CALM Achieves Up to 44% Reduction in LLM Training FLOPs by Shifting to Continuous Vector Generation

A new research paper introduces Continuous Autoregressive Language Models (CALM), a novel framework designed to significantly enhance the computational efficiency of large language models (LLMs). The approach moves away from traditional token-by-token generation, instead employing vector-by-vector steps, leading to substantial compute reductions while maintaining quality. This innovation promises "cheaper, faster LLMs by compressing several tokens into 1 step without losing quality," as highlighted by Rohan Paul on social media.

The core of CALM lies in a high-fidelity autoencoder that can compress a chunk of K tokens into a single continuous vector, reconstructing the original tokens with over 99.9% accuracy. This method effectively reduces the number of generative steps by a factor of K. To ensure robustness and prevent "brittle vectors," the autoencoder incorporates light regularization and dropout, creating a smooth and error-tolerant latent space, according to the paper.

CALM also introduces a comprehensive likelihood-free framework for training, evaluation, and controllable sampling in the continuous domain. A tiny energy-based head predicts the next vector in a single shot, trained with a distance-based score rather than traditional likelihood. For evaluation, the BrierLM metric is proposed, which scores using samples only and closely tracks cross-entropy without requiring probabilities.

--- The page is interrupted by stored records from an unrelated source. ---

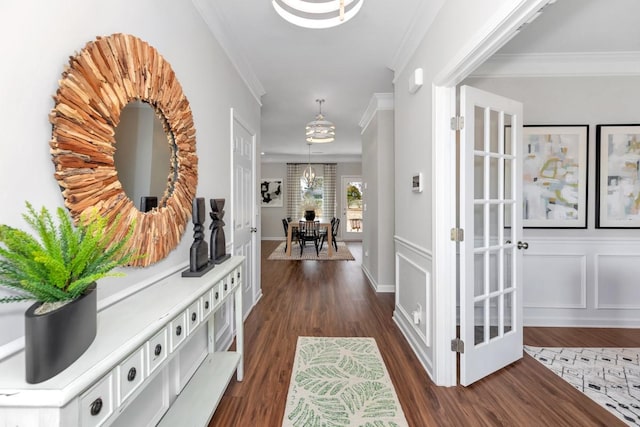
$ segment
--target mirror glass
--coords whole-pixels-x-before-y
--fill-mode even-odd
[[[166,205],[173,189],[175,141],[162,113],[133,101],[120,114],[113,155],[122,188],[141,212]],[[173,166],[173,167],[172,167]]]

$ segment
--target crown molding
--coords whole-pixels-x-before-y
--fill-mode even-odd
[[[394,72],[394,84],[396,83],[396,78],[402,73],[416,49],[422,43],[444,2],[445,0],[419,2],[418,9],[413,15],[413,19],[389,65],[389,68]]]
[[[496,54],[470,77],[637,76],[640,52]]]
[[[253,71],[253,68],[251,68],[251,65],[249,65],[249,61],[247,61],[243,50],[240,46],[233,43],[232,38],[227,36],[227,34],[230,34],[230,31],[228,30],[229,25],[220,12],[218,6],[216,6],[216,2],[192,0],[192,3],[204,20],[205,24],[207,24],[207,27],[209,27],[209,31],[211,31],[213,37],[215,37],[218,43],[220,43],[220,46],[227,54],[229,61],[231,61],[235,69],[238,71],[238,74],[240,74],[240,78],[247,85],[247,88],[256,101],[258,101],[258,105],[262,106],[261,97],[266,93],[264,87]]]
[[[360,119],[360,127],[362,131],[369,126],[371,120],[378,111],[389,111],[394,109],[392,93],[374,93],[369,101],[369,105]]]

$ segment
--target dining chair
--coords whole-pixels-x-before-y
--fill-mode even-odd
[[[320,228],[318,221],[300,221],[298,223],[298,243],[300,244],[300,256],[307,242],[313,242],[316,247],[316,256],[320,256]]]
[[[340,218],[333,218],[331,220],[331,241],[333,243],[333,247],[338,252],[338,241],[336,238],[338,237],[338,227],[340,227]],[[322,240],[320,241],[320,250],[322,250],[322,246],[324,246],[324,242],[327,239],[326,235],[322,236]]]
[[[291,225],[290,224],[290,220],[288,220],[287,218],[282,218],[282,228],[284,229],[284,251],[285,253],[287,252],[287,233],[289,232],[289,227],[293,227],[293,230],[291,230],[291,245],[293,245],[293,242],[297,242],[298,241],[298,229],[295,227],[295,225]]]

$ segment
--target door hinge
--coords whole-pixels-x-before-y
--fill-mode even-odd
[[[464,117],[455,116],[451,117],[451,130],[462,130],[464,129]]]
[[[464,353],[464,341],[460,338],[454,338],[451,340],[451,351],[456,353]]]
[[[451,241],[462,242],[464,241],[464,230],[462,228],[451,229]]]

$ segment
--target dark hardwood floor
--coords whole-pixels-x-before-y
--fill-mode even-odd
[[[525,357],[470,387],[438,387],[392,320],[394,295],[376,294],[356,261],[268,261],[263,297],[245,322],[245,377],[232,380],[209,426],[279,427],[298,336],[374,337],[410,426],[618,426],[598,404]],[[637,329],[525,328],[535,346],[640,347]],[[186,424],[185,424],[186,425]]]

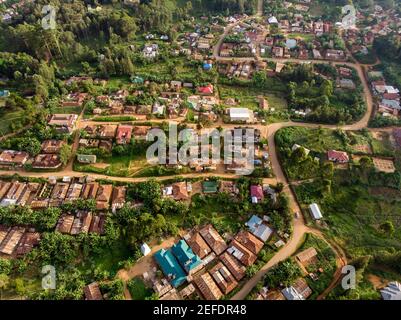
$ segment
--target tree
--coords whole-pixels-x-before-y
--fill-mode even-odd
[[[64,143],[60,148],[60,161],[63,165],[66,165],[72,155],[72,148],[68,144]]]
[[[394,232],[395,232],[395,228],[394,228],[394,224],[392,221],[387,220],[384,223],[382,223],[380,225],[380,229],[385,232],[387,235],[389,235],[390,237],[393,236]]]
[[[0,300],[3,299],[3,290],[8,288],[10,278],[5,273],[0,273]]]

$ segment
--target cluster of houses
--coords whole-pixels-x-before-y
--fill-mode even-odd
[[[0,206],[29,206],[32,209],[59,207],[78,199],[94,199],[96,209],[113,211],[125,204],[126,188],[101,185],[87,178],[49,178],[47,183],[0,181]]]
[[[0,224],[0,256],[21,257],[38,245],[40,234],[33,228]]]
[[[347,58],[343,50],[324,49],[318,39],[314,39],[311,44],[307,45],[303,38],[287,38],[282,35],[267,36],[260,45],[260,54],[265,57],[303,60],[313,58],[316,60],[344,61]]]
[[[25,151],[4,150],[0,153],[0,167],[21,168],[29,164],[33,169],[59,169],[62,166],[60,151],[65,144],[63,140],[45,140],[35,157]]]
[[[378,112],[384,117],[398,118],[401,110],[399,89],[388,85],[380,71],[371,71],[368,76],[378,103]]]
[[[214,39],[213,33],[205,33],[205,30],[196,28],[195,32],[187,32],[178,38],[178,53],[191,56],[194,60],[202,60],[211,53]]]
[[[81,132],[79,147],[85,149],[99,148],[111,152],[113,144],[126,145],[132,139],[146,140],[149,127],[123,124],[87,125]],[[77,161],[85,164],[96,163],[96,155],[79,153]]]
[[[105,215],[94,215],[91,212],[78,210],[75,214],[63,214],[59,218],[56,231],[64,234],[104,233]]]
[[[257,216],[246,225],[248,230],[238,232],[228,245],[212,225],[206,225],[192,230],[170,249],[156,252],[154,258],[165,275],[153,284],[160,298],[183,299],[200,293],[206,300],[219,300],[229,294],[273,233]],[[186,282],[189,284],[184,285]]]

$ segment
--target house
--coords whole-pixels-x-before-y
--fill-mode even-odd
[[[0,206],[6,207],[10,205],[16,205],[21,195],[26,191],[27,184],[21,182],[13,182],[5,194]]]
[[[315,248],[310,247],[308,249],[303,250],[302,252],[296,255],[298,261],[304,266],[308,266],[313,263],[317,259],[317,251]]]
[[[82,104],[84,103],[87,93],[70,93],[67,95],[67,98],[63,100],[62,106],[63,107],[81,107]]]
[[[104,234],[104,224],[106,217],[104,215],[92,216],[92,221],[89,226],[89,233]]]
[[[58,169],[62,163],[58,154],[38,154],[32,161],[35,169]]]
[[[18,246],[15,250],[15,254],[20,257],[23,256],[37,246],[40,241],[40,233],[39,232],[25,232],[22,236],[21,240],[18,243]],[[1,242],[1,241],[0,241]]]
[[[17,248],[25,229],[21,227],[13,227],[3,239],[0,245],[0,253],[12,255]]]
[[[351,79],[341,79],[340,87],[343,89],[355,90],[356,85]]]
[[[217,182],[216,181],[203,181],[202,182],[203,193],[217,193]]]
[[[253,265],[257,258],[255,254],[253,254],[236,240],[231,242],[227,252],[233,255],[235,258],[237,258],[237,260],[247,267]]]
[[[83,186],[81,198],[82,199],[95,199],[99,189],[98,182],[87,183]]]
[[[231,122],[253,122],[253,111],[248,108],[228,109]]]
[[[189,194],[187,189],[187,183],[185,181],[176,182],[171,185],[172,197],[176,201],[188,200]]]
[[[201,259],[212,252],[212,249],[210,249],[199,232],[187,233],[183,238],[191,247],[192,251]]]
[[[162,278],[160,281],[155,280],[153,282],[153,290],[157,293],[157,295],[160,298],[160,297],[163,297],[164,295],[166,295],[168,292],[172,291],[173,287],[167,281],[166,278]]]
[[[180,240],[178,243],[174,244],[171,251],[189,275],[203,268],[202,260],[193,253],[192,249],[184,240]]]
[[[144,256],[147,256],[149,253],[152,252],[152,250],[150,250],[150,247],[148,246],[148,244],[144,242],[141,245],[141,252]]]
[[[132,130],[135,140],[146,140],[149,127],[134,127]]]
[[[112,192],[113,192],[113,185],[111,184],[99,186],[96,196],[96,209],[107,210],[109,208]]]
[[[327,152],[327,158],[329,159],[329,161],[336,162],[336,163],[348,163],[349,162],[348,154],[343,151],[330,150]]]
[[[287,300],[305,300],[293,287],[284,288],[281,293]]]
[[[259,185],[251,186],[251,200],[252,203],[259,203],[264,200],[263,188]]]
[[[67,191],[66,200],[68,201],[78,200],[81,195],[81,192],[82,192],[82,184],[72,183]]]
[[[3,242],[3,240],[7,237],[9,231],[10,227],[0,224],[0,245]]]
[[[298,278],[292,287],[302,296],[303,300],[308,299],[312,294],[312,289],[309,288],[304,278]]]
[[[45,140],[42,142],[43,153],[60,153],[61,147],[65,144],[63,140]]]
[[[234,181],[225,181],[225,180],[222,180],[220,182],[219,191],[221,193],[228,193],[231,195],[236,195],[239,193],[239,190],[238,190],[237,186],[235,185]]]
[[[72,133],[78,120],[76,114],[53,114],[48,121],[49,126],[61,133]]]
[[[58,154],[38,154],[32,162],[34,169],[58,169],[61,165]]]
[[[154,254],[154,258],[173,287],[177,288],[187,280],[184,270],[170,250],[161,249]]]
[[[232,273],[237,281],[240,281],[245,276],[246,268],[231,254],[224,252],[220,256],[220,260],[224,263],[227,269]]]
[[[131,141],[132,126],[119,125],[116,135],[117,144],[128,144]]]
[[[256,255],[263,248],[263,242],[256,238],[253,234],[245,230],[241,230],[240,232],[238,232],[234,239]]]
[[[222,262],[217,263],[209,273],[224,294],[229,294],[238,285],[234,276]]]
[[[116,136],[117,125],[105,124],[98,127],[97,135],[101,139],[114,139]]]
[[[204,273],[197,277],[194,280],[194,283],[206,300],[219,300],[223,297],[223,293],[220,291],[209,273]]]
[[[256,236],[258,239],[266,242],[269,237],[273,234],[273,230],[266,225],[261,218],[253,215],[251,219],[245,225],[249,228],[249,231]]]
[[[227,249],[227,244],[212,225],[203,227],[199,233],[217,255]]]
[[[77,154],[77,161],[79,163],[92,164],[96,163],[96,155],[93,154]]]
[[[325,57],[327,60],[344,60],[345,52],[342,50],[328,49]]]
[[[282,58],[284,56],[284,48],[282,48],[282,47],[273,47],[272,53],[273,53],[273,56],[275,58]]]
[[[117,209],[121,209],[124,206],[126,193],[127,188],[124,186],[113,188],[113,194],[111,197],[111,208],[113,212]]]
[[[319,206],[318,206],[316,203],[312,203],[312,204],[309,206],[309,210],[310,210],[310,212],[311,212],[311,215],[312,215],[313,219],[315,219],[315,220],[320,220],[320,219],[323,218],[323,215],[322,215],[322,213],[320,212],[320,208],[319,208]]]
[[[84,287],[85,300],[103,300],[102,293],[97,282]]]
[[[11,182],[0,181],[0,199],[3,199],[10,187]]]
[[[198,87],[197,92],[198,92],[198,94],[201,94],[201,95],[213,95],[214,87],[212,84],[208,84],[207,86],[204,86],[204,87]]]
[[[90,212],[78,211],[72,223],[71,234],[88,233],[92,222],[92,216]]]
[[[0,165],[22,167],[29,159],[24,151],[4,150],[0,154]]]
[[[271,16],[270,18],[268,18],[267,22],[269,22],[269,24],[278,24],[278,20],[275,16]]]
[[[387,287],[380,290],[383,300],[401,300],[401,284],[397,281],[390,282]]]
[[[51,196],[50,196],[50,206],[58,207],[60,206],[65,197],[67,196],[69,184],[68,183],[56,183],[54,186]]]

For decoding control, the research presents a likelihood-free temperature method that accepts repeated draws, alongside a batch approximation for efficient lower-temperature sampling. This allows CALM to remain anchored in text by feeding the last decoded tokens through a small compression module instead of raw vectors. The paper states that "overall, CALM shifts the performance compute frontier and adds a new knob, increase information per step not just parameters."

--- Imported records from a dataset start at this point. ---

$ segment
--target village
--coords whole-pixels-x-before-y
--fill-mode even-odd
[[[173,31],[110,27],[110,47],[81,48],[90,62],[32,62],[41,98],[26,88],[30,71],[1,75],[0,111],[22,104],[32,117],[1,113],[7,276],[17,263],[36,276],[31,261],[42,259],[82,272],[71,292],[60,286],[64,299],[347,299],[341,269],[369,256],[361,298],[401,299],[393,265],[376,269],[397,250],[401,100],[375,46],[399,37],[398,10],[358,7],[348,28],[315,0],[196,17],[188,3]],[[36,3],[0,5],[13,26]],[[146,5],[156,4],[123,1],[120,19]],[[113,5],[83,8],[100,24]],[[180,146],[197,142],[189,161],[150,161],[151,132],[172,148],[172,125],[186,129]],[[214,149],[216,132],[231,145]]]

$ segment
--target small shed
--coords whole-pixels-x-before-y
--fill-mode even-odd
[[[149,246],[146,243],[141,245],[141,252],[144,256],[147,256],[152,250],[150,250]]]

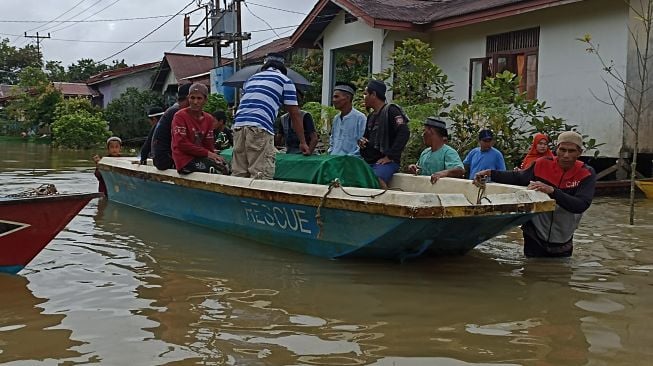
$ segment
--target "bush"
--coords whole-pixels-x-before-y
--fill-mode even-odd
[[[107,122],[85,110],[61,115],[52,123],[52,131],[56,146],[72,149],[95,147],[111,136]]]
[[[158,93],[127,88],[120,98],[107,105],[104,113],[113,133],[124,141],[147,136],[151,128],[147,112],[153,106],[162,105],[163,99]]]
[[[64,115],[74,114],[79,111],[86,111],[91,115],[102,118],[102,109],[91,104],[86,98],[69,98],[57,103],[54,108],[54,119],[57,120]]]
[[[204,112],[213,113],[217,110],[223,110],[227,114],[227,123],[231,121],[230,113],[227,113],[229,109],[229,104],[227,100],[224,99],[222,94],[210,94],[206,104],[204,105]]]

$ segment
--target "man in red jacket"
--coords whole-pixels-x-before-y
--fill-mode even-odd
[[[192,172],[228,174],[225,160],[215,153],[213,116],[204,112],[208,89],[195,83],[188,92],[188,108],[172,120],[172,159],[180,174]]]
[[[583,152],[583,137],[574,131],[558,136],[556,153],[541,157],[526,170],[482,170],[478,182],[490,177],[492,182],[526,186],[549,195],[556,201],[553,212],[539,213],[522,226],[524,255],[527,257],[569,257],[574,250],[574,231],[594,197],[596,173],[578,160]]]

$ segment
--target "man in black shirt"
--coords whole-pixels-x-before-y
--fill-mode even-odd
[[[150,158],[150,153],[152,151],[152,136],[154,135],[154,129],[156,124],[159,123],[159,119],[163,115],[163,109],[161,107],[152,107],[147,113],[147,118],[150,120],[150,133],[145,139],[143,147],[141,147],[141,164],[147,164],[147,159]]]
[[[180,109],[188,107],[188,91],[191,84],[183,84],[177,91],[177,103],[168,108],[154,127],[152,135],[152,160],[159,170],[175,167],[172,161],[172,118]]]
[[[399,171],[401,153],[404,151],[410,131],[408,117],[396,104],[388,104],[383,81],[370,80],[363,92],[365,107],[372,113],[367,117],[363,138],[358,141],[361,156],[370,164],[379,178],[379,185],[388,188],[392,175]]]

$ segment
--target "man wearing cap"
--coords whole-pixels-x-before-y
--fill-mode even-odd
[[[177,91],[177,103],[168,108],[154,127],[152,134],[152,161],[159,170],[172,169],[172,119],[183,108],[188,107],[188,90],[191,84],[183,84]]]
[[[478,147],[473,148],[463,160],[469,179],[474,179],[481,170],[506,170],[503,154],[494,148],[494,133],[483,129],[478,133]]]
[[[159,119],[163,115],[163,109],[161,107],[152,107],[147,113],[147,118],[150,121],[150,133],[147,134],[147,138],[141,147],[141,164],[147,164],[147,158],[150,157],[150,152],[152,151],[152,136],[154,135],[154,129],[156,124],[159,122]]]
[[[431,183],[444,177],[462,178],[465,174],[460,156],[451,146],[446,144],[449,138],[447,124],[437,117],[428,117],[424,121],[422,133],[424,144],[428,146],[419,156],[417,164],[408,166],[412,174],[431,176]]]
[[[297,90],[287,73],[283,56],[270,53],[261,71],[243,85],[243,95],[233,125],[233,175],[274,178],[277,153],[274,147],[274,121],[281,105],[285,105],[290,114],[292,128],[299,139],[299,150],[305,155],[310,153],[297,103]]]
[[[215,153],[213,116],[203,111],[209,91],[195,83],[188,90],[188,108],[172,119],[172,159],[180,174],[228,174],[224,158]]]
[[[367,117],[353,108],[355,94],[356,87],[351,83],[339,82],[333,88],[331,102],[339,113],[331,123],[329,155],[360,156],[358,140],[365,135]]]
[[[541,157],[526,170],[482,170],[476,174],[477,183],[489,176],[493,182],[527,186],[556,201],[553,212],[537,214],[522,225],[525,256],[571,256],[574,231],[592,204],[596,184],[594,169],[578,160],[582,152],[581,135],[566,131],[558,136],[555,157]]]
[[[399,171],[401,153],[408,143],[408,117],[396,104],[386,103],[386,86],[381,80],[370,80],[363,92],[365,108],[371,108],[364,136],[358,140],[363,159],[387,189],[392,175]]]

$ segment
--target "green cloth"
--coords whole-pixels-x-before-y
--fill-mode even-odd
[[[464,168],[460,156],[449,145],[443,145],[436,151],[431,151],[431,148],[427,147],[419,156],[417,165],[420,167],[420,175],[431,175],[456,167]]]
[[[220,152],[231,162],[232,149]],[[355,156],[277,154],[275,180],[330,184],[338,178],[344,187],[379,188],[372,168]]]

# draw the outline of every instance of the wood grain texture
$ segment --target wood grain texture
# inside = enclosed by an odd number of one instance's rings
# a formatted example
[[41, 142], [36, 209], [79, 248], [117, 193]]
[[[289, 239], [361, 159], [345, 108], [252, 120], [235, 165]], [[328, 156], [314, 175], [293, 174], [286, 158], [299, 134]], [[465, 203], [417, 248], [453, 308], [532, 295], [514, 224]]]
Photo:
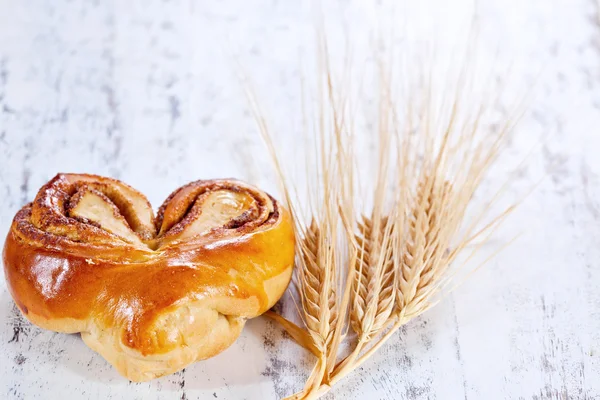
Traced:
[[[367, 41], [386, 7], [367, 3], [327, 2], [323, 13]], [[0, 10], [1, 237], [57, 172], [114, 176], [153, 204], [201, 178], [276, 192], [236, 60], [288, 164], [303, 146], [298, 58], [312, 40], [309, 2], [0, 0]], [[477, 13], [501, 54], [526, 49], [543, 67], [504, 167], [543, 135], [514, 190], [546, 178], [484, 256], [515, 232], [518, 241], [328, 399], [600, 399], [599, 5], [486, 0]], [[293, 311], [291, 301], [282, 307]], [[311, 366], [259, 318], [218, 357], [133, 384], [78, 335], [23, 320], [4, 282], [0, 321], [2, 398], [277, 398], [300, 389]]]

Experimental results demonstrate that a CALM-M model with 371 million parameters achieves comparable BrierLM scores to a 281 million parameter Transformer-S baseline, while requiring 44% fewer training FLOPs and 34% fewer inference FLOPs. This indicates a superior performance-compute trade-off, establishing next-vector prediction as a scalable pathway toward ultra-efficient language models. The full details are available in the paper "Continuous Autoregressive Language Models" on arXiv.